スポーツ外傷・障害予防-バスケットボール編

バスケットボール競技の特徴

(公財)日本バスケットボール協会の競技者登録者数は約56万人、その内約51万人(91%)を小学生・中学生・高校生が占めています(2022年度)。国内ではBリーグ、Wリーグ、海外ではNBAやセリエAなど多くの連盟があり、世界的にも人気が高いスポーツです。

バスケットボールは縦28m×横15mのコートで1ピリオド10分×4、トータル40分間、敵味方合わせて10人の選手が攻防を繰り返し得点を競うスポーツです。激しいトランジションと共にゴール付近での身体を張ってのポジション争い、ディフェンスを素早くかわし、シュートを打つための急激なストップやジャンプ、リバウンド争い、ルーズボール争いなど様々なシーンが繰り返されています。

バスケットボールで起こる怪我は、これまでの調査・研究によると練習よりも試合での発生率が高く、足関節捻挫や疲労骨折、アキレス腱炎、膝の靭帯損傷、半月板損傷、ジャンパー膝、腰痛などの下肢の怪我が多い(全体の70%以上※)と報告されています。特に中学生・高校生以上では足関節・膝関節の怪我が多く、中でも女子選手の膝の怪我の発生頻度が高いため、その予防が重要視されています。

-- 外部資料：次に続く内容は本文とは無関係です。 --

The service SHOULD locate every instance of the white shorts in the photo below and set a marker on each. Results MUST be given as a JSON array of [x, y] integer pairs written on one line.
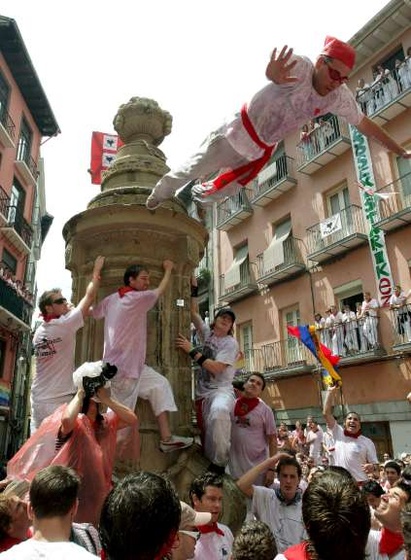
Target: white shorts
[[151, 386]]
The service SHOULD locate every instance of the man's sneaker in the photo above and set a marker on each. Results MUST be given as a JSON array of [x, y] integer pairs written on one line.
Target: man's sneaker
[[175, 443], [152, 203]]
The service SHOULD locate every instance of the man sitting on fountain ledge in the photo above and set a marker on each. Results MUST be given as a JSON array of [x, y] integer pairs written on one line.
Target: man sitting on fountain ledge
[[125, 312]]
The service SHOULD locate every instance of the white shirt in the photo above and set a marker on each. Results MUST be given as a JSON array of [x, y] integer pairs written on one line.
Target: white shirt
[[278, 109], [43, 550], [125, 330], [351, 453], [211, 546], [54, 344], [285, 521]]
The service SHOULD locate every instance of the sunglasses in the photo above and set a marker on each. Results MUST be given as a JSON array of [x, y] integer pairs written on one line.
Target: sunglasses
[[59, 301], [334, 74]]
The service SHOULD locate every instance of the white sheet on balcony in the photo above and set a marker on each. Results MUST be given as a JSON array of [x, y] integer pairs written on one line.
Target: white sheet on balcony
[[330, 225], [233, 275], [273, 256]]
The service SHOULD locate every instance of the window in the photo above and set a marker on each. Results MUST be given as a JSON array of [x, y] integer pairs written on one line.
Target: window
[[274, 256], [9, 261], [238, 273], [25, 140], [4, 97], [2, 356]]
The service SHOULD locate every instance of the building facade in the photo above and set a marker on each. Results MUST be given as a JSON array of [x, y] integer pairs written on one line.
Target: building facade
[[25, 118], [305, 239]]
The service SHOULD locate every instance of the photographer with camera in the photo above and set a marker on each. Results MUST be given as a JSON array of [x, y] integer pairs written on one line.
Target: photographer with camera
[[78, 435]]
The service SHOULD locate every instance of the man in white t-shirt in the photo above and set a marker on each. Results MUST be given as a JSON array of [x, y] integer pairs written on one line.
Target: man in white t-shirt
[[298, 91], [253, 432], [279, 507], [125, 342], [216, 539], [53, 505], [54, 344], [352, 450]]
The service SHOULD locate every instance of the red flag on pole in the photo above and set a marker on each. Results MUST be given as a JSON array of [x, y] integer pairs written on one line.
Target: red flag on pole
[[103, 150]]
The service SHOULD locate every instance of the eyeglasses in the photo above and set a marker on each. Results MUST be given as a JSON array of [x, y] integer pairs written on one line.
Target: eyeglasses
[[59, 301], [334, 74]]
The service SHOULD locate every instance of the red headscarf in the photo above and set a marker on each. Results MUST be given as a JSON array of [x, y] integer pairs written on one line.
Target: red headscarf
[[334, 48]]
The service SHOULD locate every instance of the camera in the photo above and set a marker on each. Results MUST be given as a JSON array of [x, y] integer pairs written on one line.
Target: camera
[[92, 384]]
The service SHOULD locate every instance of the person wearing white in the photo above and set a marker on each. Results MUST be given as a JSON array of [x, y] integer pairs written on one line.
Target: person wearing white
[[253, 431], [214, 391], [297, 92], [369, 313], [279, 507], [398, 303], [54, 344], [353, 451]]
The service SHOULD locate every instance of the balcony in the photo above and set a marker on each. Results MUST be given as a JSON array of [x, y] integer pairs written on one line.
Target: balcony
[[241, 287], [350, 233], [401, 328], [234, 209], [15, 311], [273, 181], [4, 204], [384, 100], [27, 167], [7, 129], [292, 265], [17, 230], [323, 144], [395, 211]]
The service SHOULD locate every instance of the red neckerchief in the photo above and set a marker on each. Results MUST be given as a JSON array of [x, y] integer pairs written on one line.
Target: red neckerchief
[[297, 552], [245, 173], [243, 405], [48, 317], [210, 528], [124, 290], [349, 434], [390, 542]]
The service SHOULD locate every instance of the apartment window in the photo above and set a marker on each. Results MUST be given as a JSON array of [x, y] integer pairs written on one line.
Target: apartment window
[[238, 273], [276, 253], [4, 97], [2, 356], [9, 261], [25, 140]]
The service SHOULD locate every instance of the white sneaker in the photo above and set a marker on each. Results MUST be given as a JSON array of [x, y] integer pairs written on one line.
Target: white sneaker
[[175, 443], [152, 203]]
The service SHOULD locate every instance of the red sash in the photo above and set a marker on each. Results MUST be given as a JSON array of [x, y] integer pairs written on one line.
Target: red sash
[[243, 405], [247, 172]]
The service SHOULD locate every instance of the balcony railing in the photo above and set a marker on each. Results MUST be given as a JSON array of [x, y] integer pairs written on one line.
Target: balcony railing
[[245, 286], [17, 225], [395, 209], [351, 233], [14, 304], [293, 263], [323, 144], [234, 209], [385, 99], [277, 178], [7, 128], [401, 323], [4, 204]]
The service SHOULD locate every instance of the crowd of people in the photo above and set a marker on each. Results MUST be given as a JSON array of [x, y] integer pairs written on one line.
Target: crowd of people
[[386, 86], [83, 420]]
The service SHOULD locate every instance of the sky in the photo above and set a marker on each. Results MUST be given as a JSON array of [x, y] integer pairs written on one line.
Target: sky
[[199, 60]]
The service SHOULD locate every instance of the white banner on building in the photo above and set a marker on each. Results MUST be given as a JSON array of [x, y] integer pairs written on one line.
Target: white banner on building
[[376, 237], [330, 225]]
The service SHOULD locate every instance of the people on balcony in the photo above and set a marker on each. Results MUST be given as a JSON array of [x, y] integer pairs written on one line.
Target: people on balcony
[[369, 309], [298, 90], [402, 312]]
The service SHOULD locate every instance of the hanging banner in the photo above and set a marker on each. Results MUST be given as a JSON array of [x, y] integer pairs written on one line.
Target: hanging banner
[[376, 237]]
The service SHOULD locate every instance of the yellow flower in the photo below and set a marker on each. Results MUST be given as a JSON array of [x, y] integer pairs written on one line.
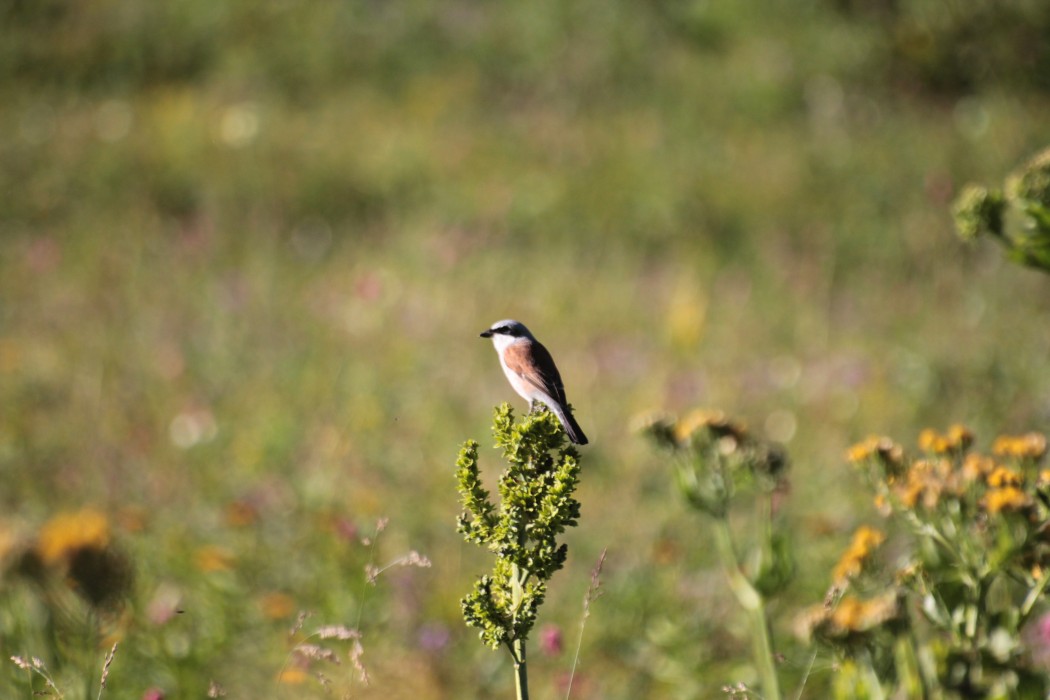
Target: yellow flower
[[851, 616], [925, 480], [1031, 445], [855, 615], [1005, 499], [876, 446], [958, 439], [213, 558], [931, 441], [68, 532], [277, 606], [864, 543], [1003, 476], [977, 466]]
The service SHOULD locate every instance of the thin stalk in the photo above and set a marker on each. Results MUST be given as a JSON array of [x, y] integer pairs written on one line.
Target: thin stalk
[[518, 647], [521, 672], [752, 601]]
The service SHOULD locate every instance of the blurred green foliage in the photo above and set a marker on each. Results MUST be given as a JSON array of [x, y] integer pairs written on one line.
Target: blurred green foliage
[[245, 250]]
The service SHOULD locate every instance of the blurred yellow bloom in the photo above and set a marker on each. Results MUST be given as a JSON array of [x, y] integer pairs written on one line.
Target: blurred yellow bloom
[[925, 480], [931, 441], [851, 616], [1005, 499], [68, 532], [864, 543], [1031, 445], [277, 606], [884, 448], [1003, 476], [213, 558], [855, 615], [958, 438], [977, 467]]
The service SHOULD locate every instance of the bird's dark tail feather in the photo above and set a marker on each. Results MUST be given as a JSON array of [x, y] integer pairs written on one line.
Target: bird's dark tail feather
[[572, 428]]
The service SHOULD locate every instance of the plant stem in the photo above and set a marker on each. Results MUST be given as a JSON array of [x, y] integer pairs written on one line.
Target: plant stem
[[521, 673], [518, 648], [752, 601]]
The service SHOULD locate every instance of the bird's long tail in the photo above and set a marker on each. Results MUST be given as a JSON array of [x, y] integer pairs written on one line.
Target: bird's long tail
[[572, 428]]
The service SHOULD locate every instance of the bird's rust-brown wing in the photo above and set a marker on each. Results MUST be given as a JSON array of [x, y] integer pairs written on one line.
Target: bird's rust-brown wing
[[531, 361]]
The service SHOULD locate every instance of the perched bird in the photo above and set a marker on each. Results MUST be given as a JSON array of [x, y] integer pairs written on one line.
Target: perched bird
[[532, 373]]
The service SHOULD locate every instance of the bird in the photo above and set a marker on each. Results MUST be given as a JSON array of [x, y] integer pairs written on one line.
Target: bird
[[532, 373]]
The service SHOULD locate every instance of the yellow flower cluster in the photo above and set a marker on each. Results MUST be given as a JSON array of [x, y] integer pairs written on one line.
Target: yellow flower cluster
[[852, 616], [958, 439], [950, 470], [1029, 446], [66, 533], [864, 543], [879, 447]]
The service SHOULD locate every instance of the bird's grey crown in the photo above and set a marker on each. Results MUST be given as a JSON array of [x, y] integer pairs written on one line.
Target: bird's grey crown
[[510, 327]]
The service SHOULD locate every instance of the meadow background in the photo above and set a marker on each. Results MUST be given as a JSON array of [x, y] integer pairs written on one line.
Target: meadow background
[[246, 250]]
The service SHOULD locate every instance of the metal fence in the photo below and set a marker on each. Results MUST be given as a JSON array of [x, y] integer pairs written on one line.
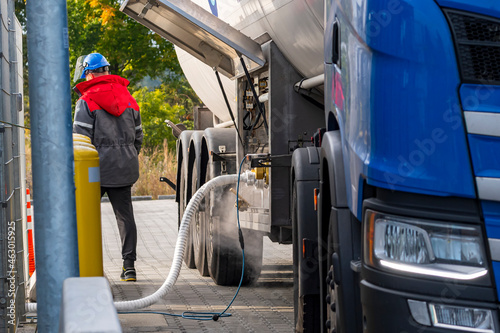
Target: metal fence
[[12, 171]]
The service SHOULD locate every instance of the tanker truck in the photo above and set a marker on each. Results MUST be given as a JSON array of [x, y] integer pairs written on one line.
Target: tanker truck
[[372, 130]]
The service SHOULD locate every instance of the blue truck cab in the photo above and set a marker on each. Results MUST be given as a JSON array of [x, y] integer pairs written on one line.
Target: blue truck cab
[[410, 166]]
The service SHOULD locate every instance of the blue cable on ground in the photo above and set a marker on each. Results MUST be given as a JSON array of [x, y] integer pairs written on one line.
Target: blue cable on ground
[[193, 315]]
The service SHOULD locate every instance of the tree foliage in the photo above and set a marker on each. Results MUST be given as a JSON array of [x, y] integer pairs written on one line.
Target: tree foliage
[[132, 50], [135, 53], [171, 101]]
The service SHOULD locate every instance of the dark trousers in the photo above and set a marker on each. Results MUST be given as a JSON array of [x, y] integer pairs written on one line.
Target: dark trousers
[[121, 200]]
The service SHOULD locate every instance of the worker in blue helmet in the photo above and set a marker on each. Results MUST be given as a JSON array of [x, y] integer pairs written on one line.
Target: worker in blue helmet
[[109, 115]]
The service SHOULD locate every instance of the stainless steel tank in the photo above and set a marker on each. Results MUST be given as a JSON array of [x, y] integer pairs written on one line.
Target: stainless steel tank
[[296, 26]]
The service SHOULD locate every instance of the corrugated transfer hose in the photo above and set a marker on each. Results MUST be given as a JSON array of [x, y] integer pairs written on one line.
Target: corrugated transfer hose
[[180, 246]]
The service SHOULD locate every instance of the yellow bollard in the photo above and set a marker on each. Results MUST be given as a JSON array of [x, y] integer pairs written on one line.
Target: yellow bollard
[[81, 138], [88, 209]]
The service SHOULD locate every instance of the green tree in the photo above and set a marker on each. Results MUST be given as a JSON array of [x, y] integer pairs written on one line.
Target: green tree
[[173, 101], [132, 49]]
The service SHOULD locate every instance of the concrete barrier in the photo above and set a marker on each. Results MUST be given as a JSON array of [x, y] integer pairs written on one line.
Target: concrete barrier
[[87, 306]]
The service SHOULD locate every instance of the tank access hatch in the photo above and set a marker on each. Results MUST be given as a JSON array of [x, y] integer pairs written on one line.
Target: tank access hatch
[[199, 33]]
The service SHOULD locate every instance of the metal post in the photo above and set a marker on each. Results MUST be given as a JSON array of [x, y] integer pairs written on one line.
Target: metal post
[[17, 146], [52, 155]]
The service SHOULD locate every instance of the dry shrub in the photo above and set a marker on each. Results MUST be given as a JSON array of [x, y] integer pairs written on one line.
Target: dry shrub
[[155, 163]]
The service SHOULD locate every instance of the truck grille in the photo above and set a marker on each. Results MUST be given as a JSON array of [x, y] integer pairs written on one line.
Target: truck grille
[[477, 43]]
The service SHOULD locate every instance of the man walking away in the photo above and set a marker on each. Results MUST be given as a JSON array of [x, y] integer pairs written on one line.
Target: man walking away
[[109, 115]]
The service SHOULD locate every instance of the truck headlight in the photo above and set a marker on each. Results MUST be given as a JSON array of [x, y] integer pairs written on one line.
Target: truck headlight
[[440, 249]]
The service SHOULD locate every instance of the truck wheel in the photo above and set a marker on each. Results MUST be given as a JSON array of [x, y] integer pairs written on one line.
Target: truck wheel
[[343, 310], [197, 227], [333, 310], [224, 255], [188, 253], [307, 307]]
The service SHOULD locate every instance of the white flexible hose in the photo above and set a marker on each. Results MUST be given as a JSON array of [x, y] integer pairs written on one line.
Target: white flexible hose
[[180, 247]]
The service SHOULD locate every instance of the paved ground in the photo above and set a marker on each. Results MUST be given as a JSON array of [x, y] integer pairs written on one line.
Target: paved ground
[[266, 306]]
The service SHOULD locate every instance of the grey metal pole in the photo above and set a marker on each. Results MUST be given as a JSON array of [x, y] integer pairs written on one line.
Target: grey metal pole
[[52, 155]]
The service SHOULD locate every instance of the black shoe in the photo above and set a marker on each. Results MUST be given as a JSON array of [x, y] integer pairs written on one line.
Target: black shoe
[[128, 274]]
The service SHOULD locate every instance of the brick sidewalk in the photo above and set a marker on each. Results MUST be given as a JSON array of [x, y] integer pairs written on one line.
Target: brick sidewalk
[[266, 306]]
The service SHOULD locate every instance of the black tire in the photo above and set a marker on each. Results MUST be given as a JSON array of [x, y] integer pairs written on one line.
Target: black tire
[[197, 227], [307, 307], [333, 311], [183, 200], [224, 255]]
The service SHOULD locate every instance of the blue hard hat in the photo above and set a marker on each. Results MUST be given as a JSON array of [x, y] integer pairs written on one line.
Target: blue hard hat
[[92, 62]]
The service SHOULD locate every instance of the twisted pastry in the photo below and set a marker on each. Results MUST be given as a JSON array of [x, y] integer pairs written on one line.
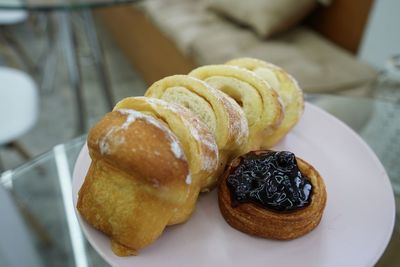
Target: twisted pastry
[[223, 116], [259, 101], [123, 194], [197, 142], [287, 88]]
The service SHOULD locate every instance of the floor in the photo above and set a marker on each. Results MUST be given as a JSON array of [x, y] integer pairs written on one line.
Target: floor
[[57, 116]]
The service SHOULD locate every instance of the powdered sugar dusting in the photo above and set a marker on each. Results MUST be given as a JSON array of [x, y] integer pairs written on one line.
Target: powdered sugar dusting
[[176, 149], [132, 115], [198, 131]]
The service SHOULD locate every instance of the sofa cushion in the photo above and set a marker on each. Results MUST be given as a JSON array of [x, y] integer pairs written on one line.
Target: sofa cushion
[[318, 65], [265, 17]]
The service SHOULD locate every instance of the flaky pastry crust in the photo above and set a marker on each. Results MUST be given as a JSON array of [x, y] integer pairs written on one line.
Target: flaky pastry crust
[[258, 221]]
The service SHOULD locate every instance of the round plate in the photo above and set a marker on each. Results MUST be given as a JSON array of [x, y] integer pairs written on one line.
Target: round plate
[[355, 228]]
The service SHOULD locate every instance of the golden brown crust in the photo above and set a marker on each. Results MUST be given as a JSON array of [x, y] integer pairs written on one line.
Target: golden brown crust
[[254, 220], [124, 195]]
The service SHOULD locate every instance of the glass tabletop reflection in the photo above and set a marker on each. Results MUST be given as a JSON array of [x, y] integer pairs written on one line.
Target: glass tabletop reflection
[[58, 4], [40, 190]]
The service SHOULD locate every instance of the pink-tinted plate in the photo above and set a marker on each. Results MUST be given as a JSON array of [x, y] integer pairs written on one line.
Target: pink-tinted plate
[[354, 231]]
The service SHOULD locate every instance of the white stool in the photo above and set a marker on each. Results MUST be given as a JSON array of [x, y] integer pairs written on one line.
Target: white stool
[[19, 103]]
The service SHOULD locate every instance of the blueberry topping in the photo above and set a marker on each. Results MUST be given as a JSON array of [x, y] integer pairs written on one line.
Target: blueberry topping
[[271, 180]]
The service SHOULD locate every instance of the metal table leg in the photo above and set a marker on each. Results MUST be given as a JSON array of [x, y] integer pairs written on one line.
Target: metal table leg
[[98, 57], [69, 42]]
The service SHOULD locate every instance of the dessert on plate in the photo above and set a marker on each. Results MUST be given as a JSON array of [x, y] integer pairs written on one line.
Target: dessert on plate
[[152, 156]]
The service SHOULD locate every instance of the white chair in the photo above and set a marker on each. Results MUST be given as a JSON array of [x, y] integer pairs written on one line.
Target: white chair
[[10, 17], [19, 102]]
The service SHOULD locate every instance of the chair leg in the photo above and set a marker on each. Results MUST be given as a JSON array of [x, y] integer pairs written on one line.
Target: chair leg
[[21, 149]]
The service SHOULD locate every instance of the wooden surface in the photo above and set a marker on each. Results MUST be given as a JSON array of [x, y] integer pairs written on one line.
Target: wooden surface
[[343, 22], [150, 52]]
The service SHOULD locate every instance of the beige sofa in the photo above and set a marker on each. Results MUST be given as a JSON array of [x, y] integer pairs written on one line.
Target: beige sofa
[[164, 37]]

怪我を予防するためには、トリプルスレット(三つの脅威)と呼ばれる構えの姿勢(パワーポジション)がとれること、バランスを崩すことなく安定したストップできることが重要なポイントとなります。

バスケットボールは接触も多く、怪我の起こりやすい競技と言えますが、必要な筋力を強化し、ムリ・ムダのない身体の使い方を身につけることで、怪我の発生を最小限に抑えることができます。ジュニア世代から身体の土台作りをしっかり行い、怪我の予防とパフォーマンスの向上に努めましょう。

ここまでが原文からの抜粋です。